Evaluate $$\int _{\Gamma}x^2(y+1)dx-xy^2dy$$ where $\Gamma = \{(x,y):x^2+y^2=1, y\geq 0\}$ counter clockwise.
So $\Gamma$ is the upper half of the unit circle, we use Green:
$$\int_{x=1}^{x=-1}\int_{y=0}^{y=\sqrt{1-x^2}}-(x^2+y^2)ydx$$
Using polar we get
$$\int_{0}^{\pi}\int_{0}^{1}(-r^2cos^2\theta-r^2sin^2\theta)r dr d\theta = \int_{0}^{\pi}\int_{0}^{1}-r^3drd\theta= -\frac{\pi}{4}$$
next we have to reduce the curve from $-1$ to $1$
$\gamma(t)=(t,0)$ where $t\in[-1,1]$
So $$\int_{-1}^{1} (t^2(0+1),-t*0^2)\cdot(1,0)=\int _{-1}^{1}t^2dt=\frac{2}{3}$$
But the answer can not $$-\frac{\pi}{4}-\frac{2}{3}$$ so it is obviously a mistake, where did I got it wrong?

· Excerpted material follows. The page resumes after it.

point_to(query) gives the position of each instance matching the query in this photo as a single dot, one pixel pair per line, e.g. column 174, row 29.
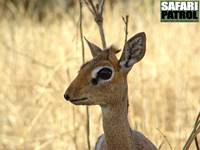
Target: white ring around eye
column 94, row 72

We have a curve $\Gamma = \{(x, y) \space : \space x^2 + y^2 =1, \space y \ge 0 \}$, which is not a closed curve, it is the upper semi-circular arc (counter clockwise). In this case it is better to find a parametric equation for such curve, what is $$\Gamma=\cases{x=\cos t\\y=\sin t}, \space \space \space t \in \left[ 0, \pi \right].$$
Now we have: $$\int_{\Gamma} x^2(y+1)dx - xy^2dy=\int_0^{\pi}\left[\cos^2t(\sin t + 1)(-\sin t) - \cos t\sin^2t\cos t\right]dt=\int_0^{\pi}\left[\cos^2t(-\sin^2t - \sin t) - \cos^2t\sin^2t\right]dt=\int_0^{\pi}\left[\cos^2t\left(-2\sin^2t - \sin t \right) \right]dt=\dots=\boxed{-\frac{2}{3}-\frac{\pi}{4}}.$$